Nanstad has lived in the Bay Area for the last 10 years following stints in Boston and New Orleans. She earned a degree in the Academy of Art’s motion picture department, and works as a freelance shooter and editor. The Reed Sisters: An American Story marks her long form debut and, like a lot of first-time filmmakers, she’s financing it herself.
She hops back and forth between the documentary and her for-hire jobs, and admits to some frustration at not being able to focus exclusively on the film. With the aforementioned childhood friend, Christopher Shirley, who lives in St. Louis and is serving as producer, she’s devised some strategies to keep moving forward.
“It’s kind of a funny situation because I did my first phase of interviews with the sisters,” Nanstad relates.” I had all this nice archival footage from the shows and I wanted to put something together to see if I had some substance there. So I cut together a good 20-minute piece and I sent it in to the Secret City Film Festival in my hometown, which is where they had their show, and it was accepted. [It screened last October.] But it’s totally not a finished piece. It’s a work-in-progress that has a cliffhanger ending.”
Nanstad currently conceives of the film as a personal narrative. (Check out the trailer at thereedsistersmovie.com) She intends to use humor throughout, not only to make the piece more inviting to a wider audience but also to avoid getting trapped in the heaviness of the family saga. There was no shortage of drama, she discovered, including a teenage runaway and pregnancy, schizophrenia, sexual abuse and voodoo. Yes, voodoo.
“Some of the stories they told me in the last year I have no footage for,” Nanstad explains. “So I decided to build these little dioramas with some artist friends of mine and use little dolls for stop-motion animation to illustrate some of the things that went on in their house, and life history, that I find significant and worth excavating. I have the diorama in my living room and I’ve been doing some test shoots.”
Given some of the events being re-enacted with dolls in her Oakland abode, perhaps it should be called a psychodiorama. In any event, Nanstad’s DIY creativity offered a way to solve a visuals problem and give her a break from desktop editing.
“That’s where it’s at right now,” she says, “hand-making the dolls’ outfits and animating the scenes. I have a seamstress friend who’s helping make some outfits and some I designed for fun. I wanted to get off the computer and do something with my hands, you know?”
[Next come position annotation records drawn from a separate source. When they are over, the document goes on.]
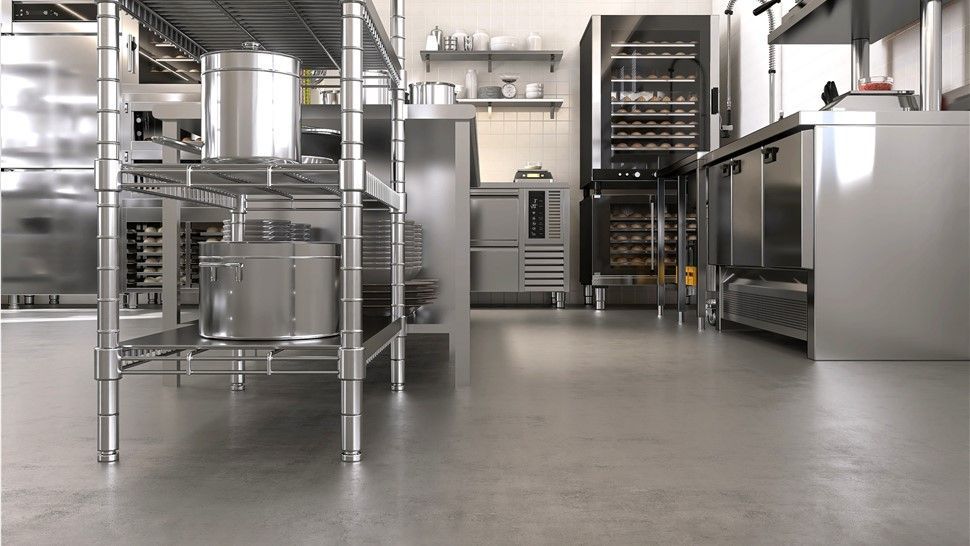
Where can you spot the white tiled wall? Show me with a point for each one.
(510, 138)
(804, 69)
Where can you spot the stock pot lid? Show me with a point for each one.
(240, 59)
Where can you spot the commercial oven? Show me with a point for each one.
(648, 105)
(519, 238)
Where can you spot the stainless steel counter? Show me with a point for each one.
(804, 120)
(850, 230)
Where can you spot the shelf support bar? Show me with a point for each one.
(107, 353)
(352, 367)
(398, 114)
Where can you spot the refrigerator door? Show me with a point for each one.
(49, 101)
(49, 229)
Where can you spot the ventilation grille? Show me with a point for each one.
(790, 315)
(544, 268)
(554, 215)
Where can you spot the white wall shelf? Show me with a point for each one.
(551, 104)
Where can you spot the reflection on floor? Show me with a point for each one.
(579, 427)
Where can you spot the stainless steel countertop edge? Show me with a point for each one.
(803, 120)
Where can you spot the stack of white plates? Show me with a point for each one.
(269, 230)
(504, 43)
(417, 293)
(490, 92)
(377, 248)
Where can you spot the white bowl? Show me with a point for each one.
(504, 43)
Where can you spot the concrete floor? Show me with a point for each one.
(579, 428)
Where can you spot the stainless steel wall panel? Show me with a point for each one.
(49, 226)
(47, 116)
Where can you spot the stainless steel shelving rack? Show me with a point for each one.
(319, 32)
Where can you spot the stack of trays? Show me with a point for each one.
(377, 248)
(270, 230)
(417, 293)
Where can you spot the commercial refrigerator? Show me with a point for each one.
(649, 103)
(48, 131)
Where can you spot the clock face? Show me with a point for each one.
(509, 90)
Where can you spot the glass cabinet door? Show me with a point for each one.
(655, 89)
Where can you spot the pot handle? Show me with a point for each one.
(212, 266)
(189, 147)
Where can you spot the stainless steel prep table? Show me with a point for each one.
(850, 230)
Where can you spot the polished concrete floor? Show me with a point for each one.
(579, 427)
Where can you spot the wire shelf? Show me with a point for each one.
(221, 184)
(310, 30)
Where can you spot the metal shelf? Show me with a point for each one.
(654, 150)
(655, 114)
(552, 56)
(551, 104)
(654, 80)
(220, 184)
(186, 345)
(653, 56)
(655, 103)
(307, 29)
(659, 137)
(646, 45)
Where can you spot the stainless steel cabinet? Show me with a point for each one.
(747, 211)
(787, 210)
(495, 269)
(495, 219)
(719, 180)
(518, 238)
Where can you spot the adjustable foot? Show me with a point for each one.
(350, 456)
(599, 294)
(108, 456)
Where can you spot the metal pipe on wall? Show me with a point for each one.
(860, 61)
(352, 365)
(398, 254)
(931, 54)
(107, 359)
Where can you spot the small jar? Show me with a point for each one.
(533, 42)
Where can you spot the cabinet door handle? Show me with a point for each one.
(770, 154)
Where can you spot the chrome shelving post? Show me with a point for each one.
(398, 255)
(237, 230)
(107, 356)
(352, 365)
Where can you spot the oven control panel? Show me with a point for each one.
(537, 215)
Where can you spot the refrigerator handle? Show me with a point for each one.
(132, 55)
(653, 237)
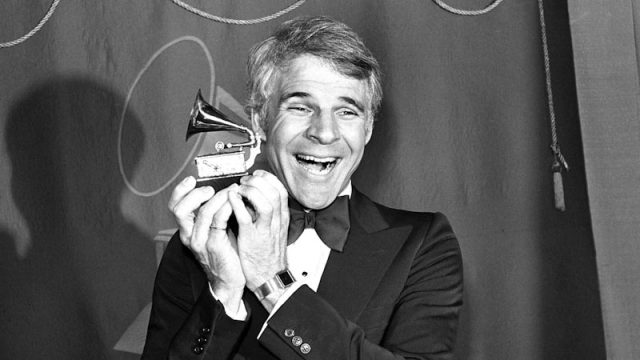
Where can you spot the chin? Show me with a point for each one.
(315, 202)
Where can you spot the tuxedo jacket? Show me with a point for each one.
(394, 292)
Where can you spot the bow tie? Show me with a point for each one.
(331, 223)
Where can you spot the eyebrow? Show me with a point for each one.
(353, 102)
(286, 96)
(302, 94)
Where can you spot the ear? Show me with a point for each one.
(368, 130)
(256, 125)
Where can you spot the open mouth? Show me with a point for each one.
(314, 165)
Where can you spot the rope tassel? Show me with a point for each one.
(558, 187)
(559, 163)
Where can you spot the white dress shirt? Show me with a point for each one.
(306, 259)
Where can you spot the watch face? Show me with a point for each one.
(286, 278)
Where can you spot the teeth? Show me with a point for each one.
(314, 165)
(315, 159)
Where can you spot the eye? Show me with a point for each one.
(348, 113)
(298, 109)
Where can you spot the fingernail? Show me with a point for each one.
(187, 180)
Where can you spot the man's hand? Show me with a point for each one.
(203, 230)
(262, 238)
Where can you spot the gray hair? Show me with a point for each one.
(320, 36)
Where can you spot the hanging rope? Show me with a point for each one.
(237, 21)
(559, 163)
(33, 31)
(453, 10)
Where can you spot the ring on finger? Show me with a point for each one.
(214, 227)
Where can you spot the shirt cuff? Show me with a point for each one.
(285, 296)
(239, 315)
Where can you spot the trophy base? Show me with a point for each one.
(219, 183)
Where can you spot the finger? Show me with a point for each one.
(220, 220)
(263, 184)
(271, 188)
(243, 216)
(204, 220)
(282, 192)
(263, 206)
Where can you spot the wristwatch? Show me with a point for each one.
(281, 280)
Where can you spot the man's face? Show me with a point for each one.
(317, 127)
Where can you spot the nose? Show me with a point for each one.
(323, 128)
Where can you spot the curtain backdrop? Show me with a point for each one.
(606, 48)
(93, 112)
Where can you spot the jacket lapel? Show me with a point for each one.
(351, 277)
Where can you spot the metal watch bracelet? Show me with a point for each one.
(281, 280)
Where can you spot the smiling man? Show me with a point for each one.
(293, 262)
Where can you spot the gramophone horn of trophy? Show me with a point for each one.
(229, 158)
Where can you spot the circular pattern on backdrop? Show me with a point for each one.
(206, 15)
(126, 105)
(454, 10)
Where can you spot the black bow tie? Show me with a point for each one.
(331, 223)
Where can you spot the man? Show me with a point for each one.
(368, 282)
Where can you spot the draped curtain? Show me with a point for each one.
(93, 112)
(606, 49)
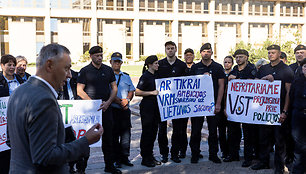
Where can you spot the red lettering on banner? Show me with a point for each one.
(275, 89)
(81, 133)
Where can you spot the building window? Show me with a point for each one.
(261, 8)
(291, 9)
(128, 32)
(120, 5)
(156, 5)
(195, 6)
(39, 26)
(72, 4)
(229, 7)
(4, 45)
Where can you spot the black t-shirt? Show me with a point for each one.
(281, 72)
(294, 66)
(298, 93)
(97, 81)
(215, 69)
(147, 83)
(177, 69)
(249, 72)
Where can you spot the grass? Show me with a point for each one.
(132, 70)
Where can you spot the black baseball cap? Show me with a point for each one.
(116, 56)
(95, 49)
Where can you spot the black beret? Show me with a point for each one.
(283, 55)
(299, 47)
(241, 51)
(95, 49)
(206, 46)
(188, 50)
(274, 47)
(116, 56)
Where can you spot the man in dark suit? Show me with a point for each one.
(69, 91)
(35, 126)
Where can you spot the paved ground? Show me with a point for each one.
(96, 162)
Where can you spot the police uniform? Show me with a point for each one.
(97, 86)
(223, 124)
(217, 72)
(283, 73)
(298, 98)
(149, 114)
(6, 88)
(122, 119)
(249, 130)
(179, 140)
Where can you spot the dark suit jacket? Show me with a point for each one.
(36, 132)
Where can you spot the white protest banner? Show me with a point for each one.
(253, 101)
(3, 122)
(81, 115)
(187, 96)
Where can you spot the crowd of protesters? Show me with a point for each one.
(116, 90)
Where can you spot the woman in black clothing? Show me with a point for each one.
(222, 121)
(9, 81)
(298, 98)
(148, 111)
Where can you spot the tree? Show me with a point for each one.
(262, 52)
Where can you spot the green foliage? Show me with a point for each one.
(197, 56)
(262, 52)
(159, 56)
(85, 57)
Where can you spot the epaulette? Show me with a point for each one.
(126, 73)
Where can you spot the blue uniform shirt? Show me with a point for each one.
(124, 87)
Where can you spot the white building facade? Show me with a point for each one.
(141, 27)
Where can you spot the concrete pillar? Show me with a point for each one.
(211, 23)
(245, 24)
(175, 22)
(47, 23)
(276, 25)
(304, 26)
(93, 24)
(135, 29)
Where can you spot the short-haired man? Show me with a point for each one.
(216, 71)
(275, 70)
(97, 81)
(243, 70)
(283, 57)
(171, 66)
(21, 67)
(121, 112)
(189, 57)
(300, 54)
(35, 124)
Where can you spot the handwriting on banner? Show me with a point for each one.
(3, 123)
(181, 97)
(258, 101)
(81, 115)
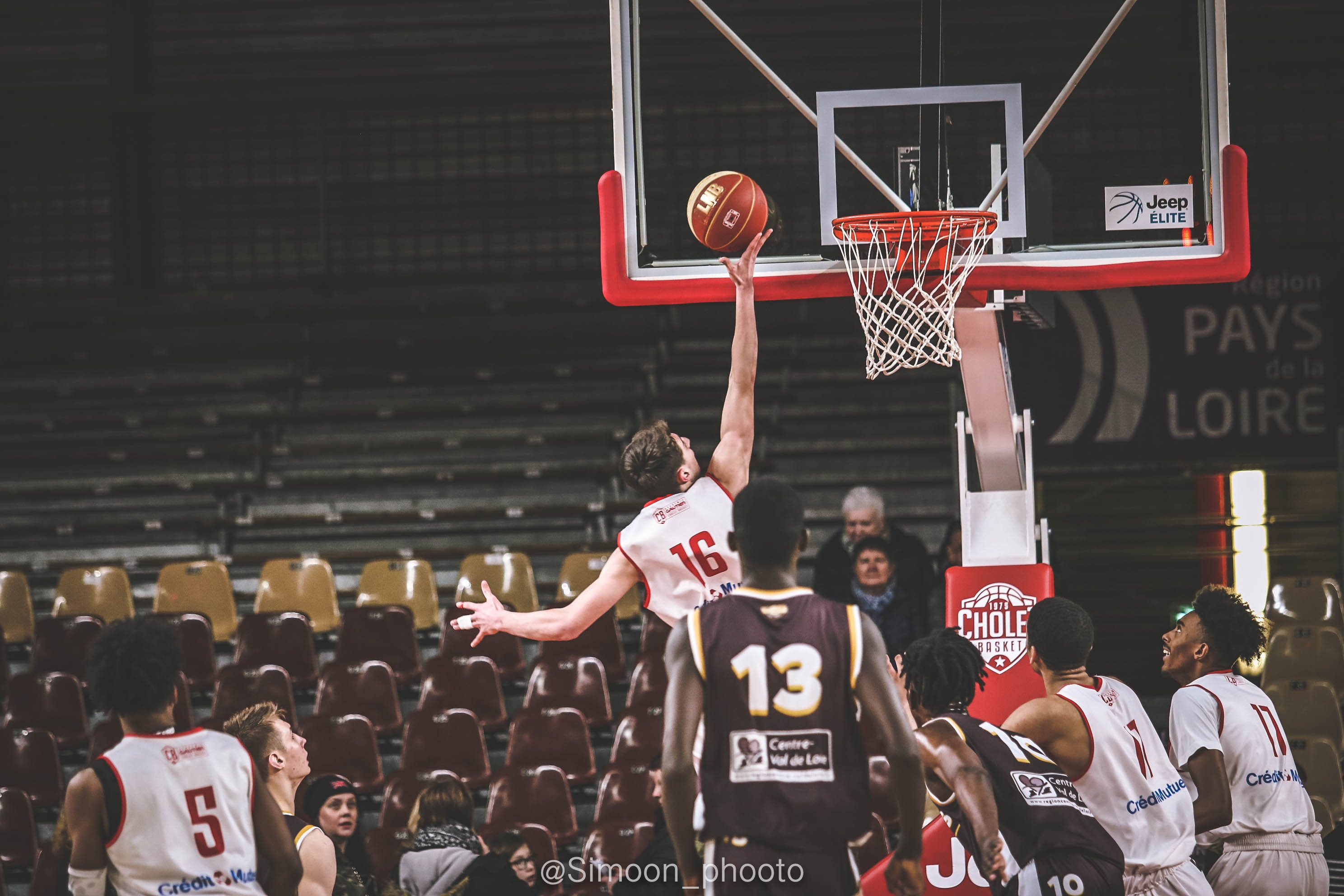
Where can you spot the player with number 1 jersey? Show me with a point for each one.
(678, 545)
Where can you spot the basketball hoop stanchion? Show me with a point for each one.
(908, 271)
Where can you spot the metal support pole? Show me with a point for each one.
(930, 116)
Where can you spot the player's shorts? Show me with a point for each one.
(1068, 872)
(1279, 864)
(1178, 880)
(742, 868)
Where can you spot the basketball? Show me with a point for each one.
(726, 211)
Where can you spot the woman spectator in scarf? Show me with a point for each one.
(875, 588)
(331, 805)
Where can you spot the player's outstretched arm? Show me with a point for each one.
(1058, 727)
(683, 711)
(1214, 807)
(279, 867)
(732, 461)
(558, 624)
(86, 818)
(319, 858)
(878, 700)
(948, 757)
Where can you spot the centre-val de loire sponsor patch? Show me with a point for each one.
(1049, 789)
(795, 757)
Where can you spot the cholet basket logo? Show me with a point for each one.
(995, 620)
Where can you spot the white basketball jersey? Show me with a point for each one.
(186, 816)
(1222, 711)
(1131, 785)
(679, 545)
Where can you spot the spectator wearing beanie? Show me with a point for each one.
(331, 805)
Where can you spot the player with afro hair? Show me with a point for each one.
(134, 667)
(1218, 632)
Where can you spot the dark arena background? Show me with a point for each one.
(295, 283)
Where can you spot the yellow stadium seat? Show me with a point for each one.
(1306, 601)
(100, 592)
(302, 585)
(1323, 816)
(1319, 764)
(202, 588)
(510, 577)
(15, 607)
(1307, 710)
(1302, 652)
(581, 570)
(408, 583)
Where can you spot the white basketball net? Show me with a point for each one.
(904, 297)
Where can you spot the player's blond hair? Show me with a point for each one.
(256, 728)
(651, 461)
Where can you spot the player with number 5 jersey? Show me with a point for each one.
(1230, 746)
(168, 813)
(678, 545)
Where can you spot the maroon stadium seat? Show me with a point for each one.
(570, 681)
(466, 683)
(883, 798)
(18, 831)
(385, 849)
(53, 702)
(535, 794)
(46, 875)
(346, 746)
(601, 640)
(366, 690)
(280, 640)
(616, 843)
(31, 762)
(639, 738)
(401, 792)
(539, 840)
(653, 636)
(553, 737)
(196, 639)
(447, 739)
(648, 684)
(627, 794)
(385, 633)
(503, 648)
(873, 849)
(62, 644)
(238, 688)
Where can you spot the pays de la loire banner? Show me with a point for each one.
(1246, 370)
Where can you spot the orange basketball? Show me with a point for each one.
(726, 210)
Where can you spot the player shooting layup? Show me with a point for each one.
(679, 543)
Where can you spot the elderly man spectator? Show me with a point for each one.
(865, 516)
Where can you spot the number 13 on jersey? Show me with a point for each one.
(800, 665)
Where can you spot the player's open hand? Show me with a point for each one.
(992, 863)
(742, 271)
(487, 617)
(905, 876)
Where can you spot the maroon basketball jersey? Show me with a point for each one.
(784, 762)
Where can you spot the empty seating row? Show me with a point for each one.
(304, 585)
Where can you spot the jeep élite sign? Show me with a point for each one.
(1238, 371)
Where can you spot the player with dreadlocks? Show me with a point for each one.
(1004, 800)
(1227, 742)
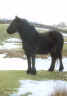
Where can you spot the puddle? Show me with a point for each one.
(40, 88)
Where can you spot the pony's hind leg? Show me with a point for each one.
(61, 64)
(29, 64)
(52, 64)
(33, 70)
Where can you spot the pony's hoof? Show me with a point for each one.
(28, 71)
(61, 69)
(33, 72)
(51, 70)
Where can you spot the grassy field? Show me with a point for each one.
(9, 80)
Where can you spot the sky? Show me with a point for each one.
(41, 11)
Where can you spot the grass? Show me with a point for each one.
(9, 80)
(60, 93)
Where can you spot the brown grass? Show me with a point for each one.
(19, 53)
(60, 93)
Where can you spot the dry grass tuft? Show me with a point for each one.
(60, 93)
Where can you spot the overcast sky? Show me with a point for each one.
(42, 11)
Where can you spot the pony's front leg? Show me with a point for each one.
(33, 71)
(29, 64)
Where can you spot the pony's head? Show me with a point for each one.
(13, 27)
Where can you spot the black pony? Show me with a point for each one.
(35, 43)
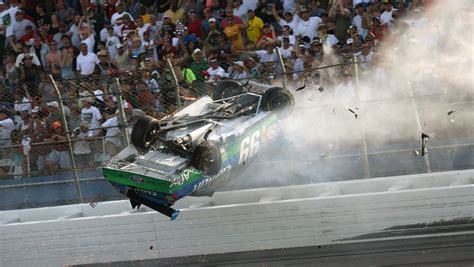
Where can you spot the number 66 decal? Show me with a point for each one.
(249, 146)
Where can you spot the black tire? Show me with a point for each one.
(226, 88)
(144, 132)
(278, 99)
(207, 158)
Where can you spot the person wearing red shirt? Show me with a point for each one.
(194, 25)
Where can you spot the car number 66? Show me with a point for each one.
(249, 146)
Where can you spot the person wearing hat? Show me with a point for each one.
(111, 40)
(6, 127)
(90, 113)
(175, 13)
(26, 49)
(82, 148)
(122, 60)
(199, 67)
(329, 39)
(238, 72)
(19, 27)
(254, 26)
(119, 14)
(106, 67)
(211, 33)
(216, 72)
(113, 141)
(288, 19)
(58, 158)
(307, 25)
(234, 33)
(377, 31)
(128, 27)
(194, 25)
(86, 61)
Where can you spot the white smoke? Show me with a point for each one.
(423, 72)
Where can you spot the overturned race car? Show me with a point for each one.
(200, 147)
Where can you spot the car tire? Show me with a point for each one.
(278, 99)
(225, 89)
(207, 158)
(143, 133)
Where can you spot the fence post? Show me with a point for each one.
(280, 59)
(68, 139)
(365, 158)
(176, 83)
(122, 113)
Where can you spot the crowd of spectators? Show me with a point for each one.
(84, 44)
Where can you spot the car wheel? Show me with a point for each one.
(225, 89)
(278, 99)
(207, 158)
(143, 133)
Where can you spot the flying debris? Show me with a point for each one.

Nanstad must be pretty good with her hands; she plays the amplified washtub bass and messes around on the cigar box banjo. She used to be in the Lynchpins, and is now a member of the delightfully named Chicken Paw, which she describes as hillbilly funk with a little bit of looping and electronica.
Rest assured, though, that the lion’s share of the music in The Reed Sisters: An American Story will be performed by none other than the Reed Sisters.
Notes from the Underground
Peter Yates, the British director of one of the all-time great San Francisco movies, Bullitt, died January 9. … Fernando Pena and Paula Felix-Dedier, the Argentineans who discovered the complete version of Metropolis in a Buenos Aires film archive and accompanied the restored print to the S.F. Silent Film Festival last summer, asked Eddie Muller to accept the L.A. Film Critics Association’s special Legacy of Cinema Award on their behalf this weekend. … Roger Ebert Presents At the Movies premieres Friday, Jan. 21 on PBS with Bay Area blogger and critic Omar Moore among the contributors. … Sean Penn receives the Producers Guild of America’s Stanley Kramer Award, given to a film or individual that “illuminates provocative social issues in an accessible and elevating fashion,” Jan. 22 in Los Angeles. In fact, Penn is the first person to be so honored; the first eight awardees were movies.